Deep down, even fighters in the most denial eventually know they should have walked away on the losing end; but the victories serve as pacifiers, as they keep their careers going. In the cases of Toney and De La Hoya, return matches never took place; the wins left them content. When the wins are usually recorded, the word ‘revenge’ is one that often comes from the recorded loser. Marco Antonio Barrera was an emphatic loser to Manny Pacquiao in ‘03, but the word of revenge is one that has failed to come from the Mexican star’s lips. ‘Venganza’, the Mexican translation for revenge, has even seemed to be a foreign language to Barrera, when questioned about facing Pacquiao again.

This Saturday Marco Antonio Barrera makes the first defense of his WBC super featherweight championship that he won from Eric ‘El Terrible’ Morales in their rubber match this past November. The ‘Baby Faced Assassin’ takes on the mandatory challenge of South Africa’s Mzonke Fana in a pay-per-view match-up from the Don Haskins Center in El Paso, Texas. Three weeks ago 350,000 pay-per-view homes tuned in to watch as Eric Morales impressively handled what the Philippine slugger Manny Pacquiao brought to him. Morales walked away with what Barrera didn’t have – a victory over Pacquiao.

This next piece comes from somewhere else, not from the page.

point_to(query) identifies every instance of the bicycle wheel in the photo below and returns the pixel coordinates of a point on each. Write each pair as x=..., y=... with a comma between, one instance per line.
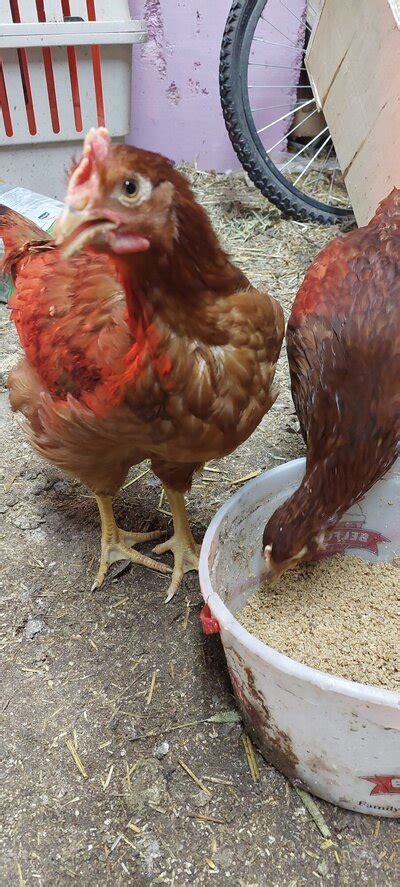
x=262, y=54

Barrera’s resurrected career after the third Morales fight is well deserved, but should Barrera brush the Pacquiao rematch notion aside? Now don’t get me wrong, I feel that once someone is deemed ‘Great’, no-one should be able to take that away; but from certain vantage points, Barrera makes it seem like his fight with Pacquiao served as a castration, as oppose to just a loss. For Barrera to say that he won’t fight Pacquiao after his loss to Morales leaves many feeling the way one feels when the record abruptly stops when someone is getting their groove-on on the dance floor; you can’t help but look up and around and ask, what’s happening?

What’s it all about? Deep down, only Barrera knows. He has shown a great Mexican fighting heart in his career, especially in his trilogy with Morales, but he has unfinished business with Pacquiao. Even though Morales beat Pacquiao, using Morales victory as an excuse for him not fighting Pacquiao again makes one wonder if indeed Manny Pacquiao tapped into the Mexican’s psyche. Is Pacquiao the one fighter that takes Barrera’s big heart? Unless Mzonke Fana pulls a Pacquiao imitation on Barrera, nothing will be answered on Saturday.

The key is James Toney walked away with the victory over Tiberi; De La Hoya did the same with Pernell Whitaker; Barrera on the other hand was destroyed by Pacquiao. ‘Venganza’! ‘Venganza’! I wonder if Barrera will ever learn that word. Barrera can actually do it. If only for himself, he has to do it.